# Will my UK TV and AV setup work in UAE?



## JTT (May 30, 2011)

Hi,

Will be moving to Dubai shortly and am not sure if my TV, PS3 will work?

I have a 47" LG LX9900 LED TV. I currently connect my Sky+ box through an amp/AV receiver via HDMI for picture and optical for sound, my PS3 also goes into the amp via HDMI. The picture then goes to the TV via HDMI.

If I connect the Dubai set top box via HDMI to the amp/AV receiver and then the picture to the TV via HDMI, will this work in Dubai?

Also will my PS3 work with UAE blu-rays/DVD etc?

Thanks,


----------



## Confiture (Jan 9, 2011)

JTT said:


> Hi,
> 
> Will be moving to Dubai shortly and am not sure if my TV, PS3 will work?
> 
> ...



Yes

I have pretty much the same setup. Your du or OSN box will sit in place of the Sky+

Check the regions on the DVD's you buy here, that's all.

One thing to note is that your landline phone and router will probably not work, as the setup here is cable rather than copper wire Broadband like much of the UK has.

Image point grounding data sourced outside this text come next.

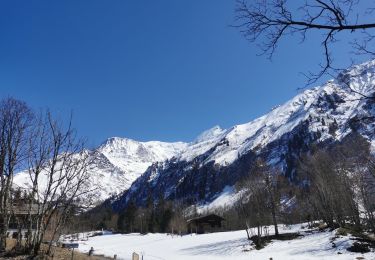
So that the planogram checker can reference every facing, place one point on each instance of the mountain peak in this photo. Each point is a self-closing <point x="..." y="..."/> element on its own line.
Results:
<point x="209" y="134"/>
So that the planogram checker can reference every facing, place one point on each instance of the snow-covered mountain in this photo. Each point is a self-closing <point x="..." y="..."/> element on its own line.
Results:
<point x="218" y="158"/>
<point x="117" y="163"/>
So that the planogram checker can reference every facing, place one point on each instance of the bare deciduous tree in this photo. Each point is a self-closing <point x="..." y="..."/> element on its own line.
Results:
<point x="58" y="173"/>
<point x="15" y="118"/>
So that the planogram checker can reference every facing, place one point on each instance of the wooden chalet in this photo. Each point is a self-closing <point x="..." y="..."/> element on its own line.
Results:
<point x="205" y="224"/>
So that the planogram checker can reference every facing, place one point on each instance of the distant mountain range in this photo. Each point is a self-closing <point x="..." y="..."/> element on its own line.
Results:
<point x="198" y="172"/>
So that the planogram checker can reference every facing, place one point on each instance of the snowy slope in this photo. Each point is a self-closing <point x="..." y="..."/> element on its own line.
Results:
<point x="134" y="157"/>
<point x="218" y="158"/>
<point x="284" y="118"/>
<point x="223" y="245"/>
<point x="115" y="165"/>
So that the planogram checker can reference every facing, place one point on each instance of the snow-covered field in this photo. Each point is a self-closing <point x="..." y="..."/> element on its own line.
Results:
<point x="222" y="245"/>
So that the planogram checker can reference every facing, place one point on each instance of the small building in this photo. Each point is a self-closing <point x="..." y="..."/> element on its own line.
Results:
<point x="19" y="219"/>
<point x="205" y="224"/>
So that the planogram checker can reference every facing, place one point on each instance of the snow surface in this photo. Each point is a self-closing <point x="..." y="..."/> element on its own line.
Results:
<point x="116" y="164"/>
<point x="120" y="161"/>
<point x="222" y="245"/>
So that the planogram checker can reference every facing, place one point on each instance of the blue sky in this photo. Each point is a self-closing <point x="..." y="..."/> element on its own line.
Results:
<point x="148" y="70"/>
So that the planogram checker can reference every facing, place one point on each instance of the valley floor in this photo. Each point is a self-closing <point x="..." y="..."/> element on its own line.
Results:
<point x="224" y="245"/>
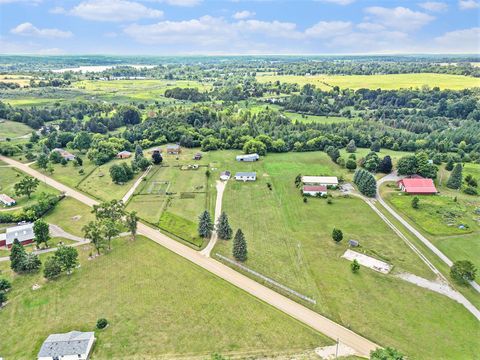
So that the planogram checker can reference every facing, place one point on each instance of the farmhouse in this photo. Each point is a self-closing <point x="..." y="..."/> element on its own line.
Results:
<point x="64" y="154"/>
<point x="225" y="175"/>
<point x="248" y="157"/>
<point x="24" y="234"/>
<point x="7" y="200"/>
<point x="246" y="176"/>
<point x="320" y="180"/>
<point x="124" y="154"/>
<point x="419" y="186"/>
<point x="173" y="149"/>
<point x="315" y="190"/>
<point x="72" y="345"/>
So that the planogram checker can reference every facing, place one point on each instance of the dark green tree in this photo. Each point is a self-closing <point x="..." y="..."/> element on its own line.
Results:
<point x="239" y="246"/>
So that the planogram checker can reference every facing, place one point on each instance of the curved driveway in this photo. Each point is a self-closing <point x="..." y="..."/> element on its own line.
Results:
<point x="361" y="345"/>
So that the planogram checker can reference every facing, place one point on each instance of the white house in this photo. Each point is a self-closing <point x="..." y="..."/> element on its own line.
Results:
<point x="320" y="180"/>
<point x="24" y="233"/>
<point x="248" y="157"/>
<point x="225" y="175"/>
<point x="246" y="176"/>
<point x="74" y="345"/>
<point x="315" y="190"/>
<point x="7" y="200"/>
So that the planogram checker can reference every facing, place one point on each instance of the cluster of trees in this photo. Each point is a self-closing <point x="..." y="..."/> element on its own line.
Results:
<point x="366" y="182"/>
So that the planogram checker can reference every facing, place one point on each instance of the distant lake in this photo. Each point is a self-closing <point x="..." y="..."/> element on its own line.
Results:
<point x="92" y="68"/>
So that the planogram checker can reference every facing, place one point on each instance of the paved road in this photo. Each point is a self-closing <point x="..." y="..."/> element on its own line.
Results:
<point x="361" y="345"/>
<point x="218" y="210"/>
<point x="415" y="232"/>
<point x="130" y="192"/>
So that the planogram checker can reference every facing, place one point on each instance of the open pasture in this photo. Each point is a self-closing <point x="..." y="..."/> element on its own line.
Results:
<point x="158" y="305"/>
<point x="290" y="241"/>
<point x="387" y="82"/>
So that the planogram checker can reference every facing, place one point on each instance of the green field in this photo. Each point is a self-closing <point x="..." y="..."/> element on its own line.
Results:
<point x="158" y="305"/>
<point x="9" y="177"/>
<point x="12" y="129"/>
<point x="387" y="82"/>
<point x="290" y="241"/>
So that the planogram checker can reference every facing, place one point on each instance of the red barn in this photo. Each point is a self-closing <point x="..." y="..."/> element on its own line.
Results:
<point x="417" y="186"/>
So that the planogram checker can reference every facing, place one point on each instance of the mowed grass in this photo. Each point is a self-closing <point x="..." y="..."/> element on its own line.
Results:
<point x="158" y="304"/>
<point x="290" y="241"/>
<point x="9" y="176"/>
<point x="387" y="82"/>
<point x="12" y="129"/>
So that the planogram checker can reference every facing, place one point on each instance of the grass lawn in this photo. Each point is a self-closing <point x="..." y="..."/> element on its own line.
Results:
<point x="71" y="215"/>
<point x="99" y="183"/>
<point x="158" y="305"/>
<point x="12" y="129"/>
<point x="387" y="82"/>
<point x="290" y="241"/>
<point x="9" y="177"/>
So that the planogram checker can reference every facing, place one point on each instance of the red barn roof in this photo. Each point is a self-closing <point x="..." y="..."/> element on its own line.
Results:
<point x="318" y="188"/>
<point x="418" y="186"/>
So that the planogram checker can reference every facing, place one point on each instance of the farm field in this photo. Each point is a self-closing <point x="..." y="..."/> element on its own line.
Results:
<point x="9" y="177"/>
<point x="387" y="82"/>
<point x="290" y="241"/>
<point x="176" y="316"/>
<point x="11" y="129"/>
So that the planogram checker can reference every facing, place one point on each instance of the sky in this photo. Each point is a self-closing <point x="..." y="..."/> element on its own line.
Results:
<point x="214" y="27"/>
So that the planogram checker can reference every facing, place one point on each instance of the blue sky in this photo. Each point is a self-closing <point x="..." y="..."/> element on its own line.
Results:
<point x="170" y="27"/>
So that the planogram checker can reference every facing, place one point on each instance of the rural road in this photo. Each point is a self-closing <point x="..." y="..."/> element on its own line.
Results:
<point x="218" y="210"/>
<point x="361" y="345"/>
<point x="415" y="232"/>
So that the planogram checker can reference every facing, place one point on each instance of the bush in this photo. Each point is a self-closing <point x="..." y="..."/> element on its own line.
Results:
<point x="102" y="323"/>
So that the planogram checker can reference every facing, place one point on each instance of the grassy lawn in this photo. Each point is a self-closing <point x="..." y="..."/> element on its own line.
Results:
<point x="290" y="241"/>
<point x="9" y="177"/>
<point x="158" y="305"/>
<point x="12" y="129"/>
<point x="99" y="183"/>
<point x="387" y="82"/>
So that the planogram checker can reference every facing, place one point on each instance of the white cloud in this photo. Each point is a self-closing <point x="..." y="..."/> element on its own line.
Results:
<point x="339" y="2"/>
<point x="114" y="10"/>
<point x="400" y="18"/>
<point x="468" y="4"/>
<point x="328" y="29"/>
<point x="434" y="6"/>
<point x="28" y="29"/>
<point x="245" y="14"/>
<point x="460" y="41"/>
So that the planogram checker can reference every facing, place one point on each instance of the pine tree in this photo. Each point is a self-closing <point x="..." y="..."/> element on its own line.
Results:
<point x="455" y="179"/>
<point x="17" y="256"/>
<point x="205" y="225"/>
<point x="224" y="230"/>
<point x="239" y="246"/>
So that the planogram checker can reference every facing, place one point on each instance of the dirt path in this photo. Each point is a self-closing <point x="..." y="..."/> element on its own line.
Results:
<point x="218" y="210"/>
<point x="361" y="345"/>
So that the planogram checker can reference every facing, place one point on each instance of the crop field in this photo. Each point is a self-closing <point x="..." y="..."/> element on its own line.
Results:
<point x="11" y="129"/>
<point x="135" y="90"/>
<point x="290" y="241"/>
<point x="9" y="177"/>
<point x="157" y="304"/>
<point x="387" y="82"/>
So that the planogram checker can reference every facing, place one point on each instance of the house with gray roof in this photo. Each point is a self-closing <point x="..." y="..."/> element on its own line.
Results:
<point x="246" y="176"/>
<point x="24" y="233"/>
<point x="72" y="345"/>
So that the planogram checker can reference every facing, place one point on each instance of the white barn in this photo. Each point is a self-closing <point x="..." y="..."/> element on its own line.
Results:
<point x="246" y="176"/>
<point x="74" y="345"/>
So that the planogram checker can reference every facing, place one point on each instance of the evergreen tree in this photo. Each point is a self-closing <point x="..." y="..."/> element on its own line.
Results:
<point x="205" y="225"/>
<point x="455" y="179"/>
<point x="224" y="230"/>
<point x="239" y="246"/>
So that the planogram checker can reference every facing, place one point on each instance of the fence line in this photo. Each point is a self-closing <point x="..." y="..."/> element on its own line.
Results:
<point x="267" y="279"/>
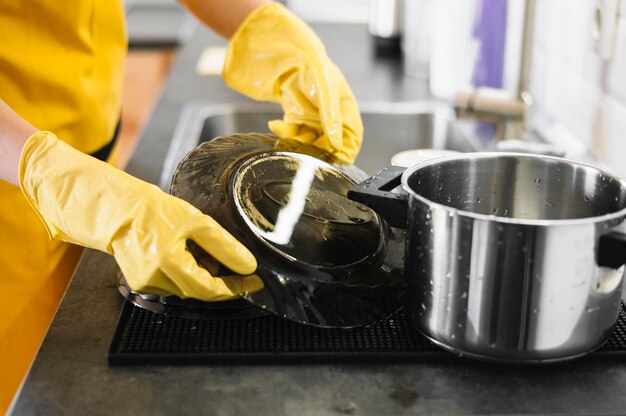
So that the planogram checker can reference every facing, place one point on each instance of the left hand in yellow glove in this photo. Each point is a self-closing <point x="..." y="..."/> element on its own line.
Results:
<point x="88" y="202"/>
<point x="274" y="56"/>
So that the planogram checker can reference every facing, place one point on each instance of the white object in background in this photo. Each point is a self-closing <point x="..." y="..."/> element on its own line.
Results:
<point x="384" y="18"/>
<point x="604" y="31"/>
<point x="452" y="51"/>
<point x="344" y="11"/>
<point x="417" y="30"/>
<point x="211" y="61"/>
<point x="412" y="157"/>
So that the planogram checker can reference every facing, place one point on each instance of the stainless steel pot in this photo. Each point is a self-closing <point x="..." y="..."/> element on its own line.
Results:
<point x="509" y="257"/>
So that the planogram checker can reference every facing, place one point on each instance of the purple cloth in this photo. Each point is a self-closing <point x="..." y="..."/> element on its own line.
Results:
<point x="490" y="31"/>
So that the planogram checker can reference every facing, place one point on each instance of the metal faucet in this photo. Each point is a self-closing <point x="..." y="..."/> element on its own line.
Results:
<point x="498" y="105"/>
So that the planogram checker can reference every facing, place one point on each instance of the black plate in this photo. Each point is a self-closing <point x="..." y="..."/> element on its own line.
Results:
<point x="329" y="266"/>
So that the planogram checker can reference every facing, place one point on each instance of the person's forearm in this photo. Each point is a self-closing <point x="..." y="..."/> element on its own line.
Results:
<point x="223" y="16"/>
<point x="14" y="131"/>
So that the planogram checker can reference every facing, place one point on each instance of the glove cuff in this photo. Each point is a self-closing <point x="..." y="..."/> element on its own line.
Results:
<point x="38" y="143"/>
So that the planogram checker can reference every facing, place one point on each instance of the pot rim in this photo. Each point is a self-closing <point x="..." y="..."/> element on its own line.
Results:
<point x="509" y="220"/>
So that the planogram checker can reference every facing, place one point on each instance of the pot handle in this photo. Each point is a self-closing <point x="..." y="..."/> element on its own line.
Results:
<point x="375" y="192"/>
<point x="611" y="250"/>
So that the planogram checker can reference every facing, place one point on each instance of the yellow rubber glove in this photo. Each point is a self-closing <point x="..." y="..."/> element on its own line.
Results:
<point x="88" y="202"/>
<point x="274" y="56"/>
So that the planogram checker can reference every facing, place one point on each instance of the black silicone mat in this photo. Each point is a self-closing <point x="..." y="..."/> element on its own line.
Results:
<point x="144" y="337"/>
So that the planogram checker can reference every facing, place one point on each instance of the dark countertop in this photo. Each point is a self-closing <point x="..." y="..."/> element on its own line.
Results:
<point x="70" y="374"/>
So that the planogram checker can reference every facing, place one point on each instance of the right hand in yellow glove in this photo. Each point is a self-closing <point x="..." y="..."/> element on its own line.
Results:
<point x="88" y="202"/>
<point x="275" y="56"/>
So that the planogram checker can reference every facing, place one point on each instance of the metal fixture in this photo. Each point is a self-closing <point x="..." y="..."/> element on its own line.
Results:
<point x="499" y="105"/>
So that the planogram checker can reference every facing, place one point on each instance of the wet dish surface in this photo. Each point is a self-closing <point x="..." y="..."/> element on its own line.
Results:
<point x="322" y="258"/>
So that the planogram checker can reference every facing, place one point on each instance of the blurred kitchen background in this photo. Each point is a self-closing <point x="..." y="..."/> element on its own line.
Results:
<point x="538" y="71"/>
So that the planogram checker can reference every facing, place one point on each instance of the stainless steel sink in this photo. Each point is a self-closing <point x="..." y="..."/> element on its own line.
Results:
<point x="388" y="129"/>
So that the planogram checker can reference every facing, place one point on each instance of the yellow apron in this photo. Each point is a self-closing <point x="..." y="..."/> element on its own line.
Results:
<point x="61" y="68"/>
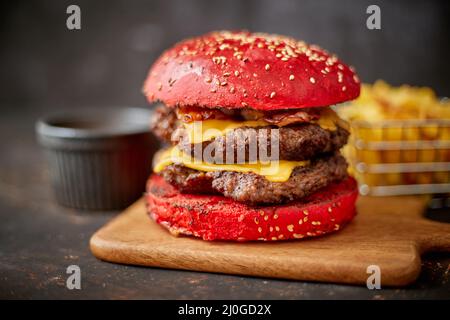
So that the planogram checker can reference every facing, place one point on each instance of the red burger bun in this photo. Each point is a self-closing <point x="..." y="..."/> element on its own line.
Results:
<point x="255" y="70"/>
<point x="219" y="218"/>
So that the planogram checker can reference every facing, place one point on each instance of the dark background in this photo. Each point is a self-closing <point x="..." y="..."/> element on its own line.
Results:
<point x="44" y="65"/>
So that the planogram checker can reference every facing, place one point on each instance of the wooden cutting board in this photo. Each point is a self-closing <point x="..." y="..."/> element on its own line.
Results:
<point x="388" y="232"/>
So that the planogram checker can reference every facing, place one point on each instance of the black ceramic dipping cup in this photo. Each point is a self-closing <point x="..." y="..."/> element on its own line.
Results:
<point x="98" y="159"/>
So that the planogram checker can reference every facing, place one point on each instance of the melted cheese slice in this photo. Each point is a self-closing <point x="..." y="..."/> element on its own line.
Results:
<point x="200" y="131"/>
<point x="275" y="171"/>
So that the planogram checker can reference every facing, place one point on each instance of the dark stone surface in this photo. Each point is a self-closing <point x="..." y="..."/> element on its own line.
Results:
<point x="39" y="239"/>
<point x="44" y="67"/>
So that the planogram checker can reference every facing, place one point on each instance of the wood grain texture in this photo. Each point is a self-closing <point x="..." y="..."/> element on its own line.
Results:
<point x="388" y="232"/>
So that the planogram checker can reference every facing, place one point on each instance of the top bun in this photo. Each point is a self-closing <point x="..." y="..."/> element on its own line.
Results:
<point x="255" y="70"/>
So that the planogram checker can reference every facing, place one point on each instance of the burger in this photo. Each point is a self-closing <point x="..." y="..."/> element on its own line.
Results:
<point x="251" y="138"/>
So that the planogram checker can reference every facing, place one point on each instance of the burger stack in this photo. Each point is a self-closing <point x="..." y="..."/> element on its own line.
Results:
<point x="252" y="143"/>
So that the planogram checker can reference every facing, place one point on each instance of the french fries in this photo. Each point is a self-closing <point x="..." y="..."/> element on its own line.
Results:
<point x="400" y="136"/>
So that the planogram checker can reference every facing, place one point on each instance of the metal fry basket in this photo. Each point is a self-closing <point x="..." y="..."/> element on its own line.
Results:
<point x="400" y="157"/>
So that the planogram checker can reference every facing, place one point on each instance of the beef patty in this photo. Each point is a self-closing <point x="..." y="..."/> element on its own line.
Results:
<point x="254" y="189"/>
<point x="296" y="142"/>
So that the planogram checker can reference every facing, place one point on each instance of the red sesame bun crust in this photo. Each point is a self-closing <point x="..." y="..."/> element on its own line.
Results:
<point x="242" y="69"/>
<point x="220" y="218"/>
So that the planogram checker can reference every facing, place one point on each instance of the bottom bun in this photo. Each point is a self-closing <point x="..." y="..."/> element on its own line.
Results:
<point x="213" y="217"/>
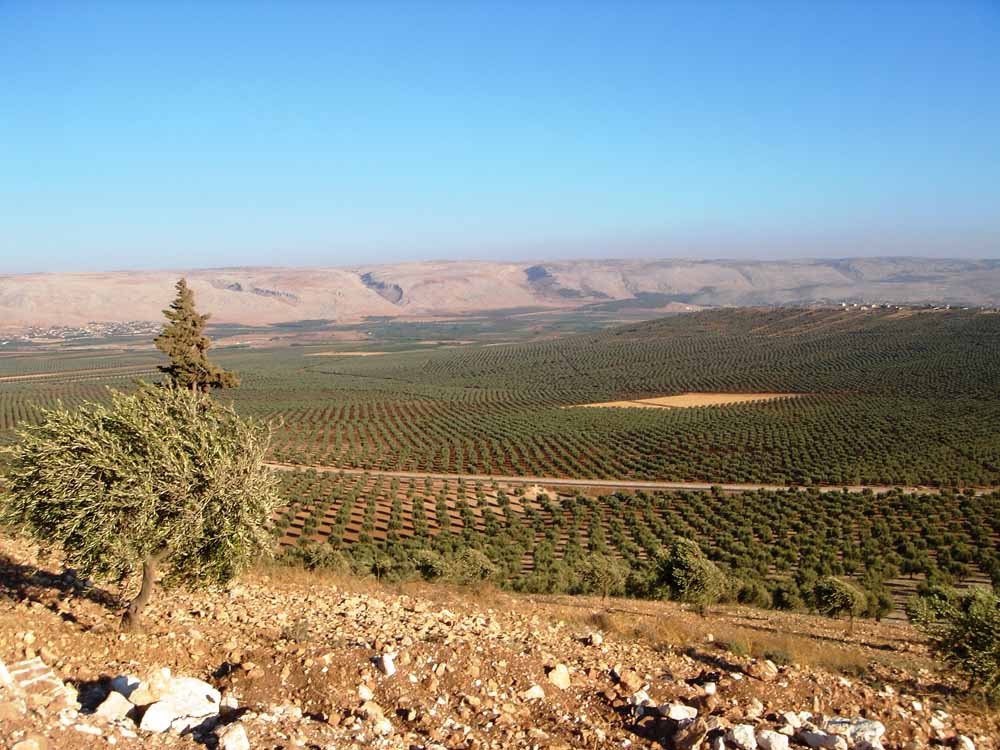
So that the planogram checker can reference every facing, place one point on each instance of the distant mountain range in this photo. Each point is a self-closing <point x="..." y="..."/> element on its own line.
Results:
<point x="261" y="296"/>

On the plus side, we have 16Mb here, (most people have 8mb, but you can get even higher) and it's pretty steady at around +/-15mb whenever we do a speed test.


----------



## JTT (May 30, 2011)

Confiture said:


> Yes
> 
> I have pretty much the same setup. Your du or OSN box will sit in place of the Sky+
> 
> ...


Thanks mate


----------



## Nita... (Apr 9, 2011)

I agree with the above as we have just moved from the UK too. We did however include our cordless landline phone and O2 wireless broadband router in our shipment to Dubai. Over here we went with du and they both work fine! (du didn't provide anything cordless). So give it a go if you wish!


----------



## indoMLA (Feb 6, 2011)

Confiture said:


> Yes
> 
> I have pretty much the same setup. Your du or OSN box will sit in place of the Sky+
> 
> ...


They should work just fine. I am using telephones and routers from overseas (the same you get in the UK) and they work just fine for me.


----------



## JTT (May 30, 2011)

Nita... said:


> I agree with the above as we have just moved from the UK too. We did however include our cordless landline phone and O2 wireless broadband router in our shipment to Dubai. Over here we went with du and they both work fine! (du didn't provide anything cordless). So give it a go if you wish!


Thanks, did your O2 wireless router just work? You didn't have to wipe it or re-flash the firmware or anything?

I'm on O2 here, so would be useful to know.

Cheers,


----------



## Nita... (Apr 9, 2011)

Didn't have to do a thing to the router! Just plug and play so to speak


----------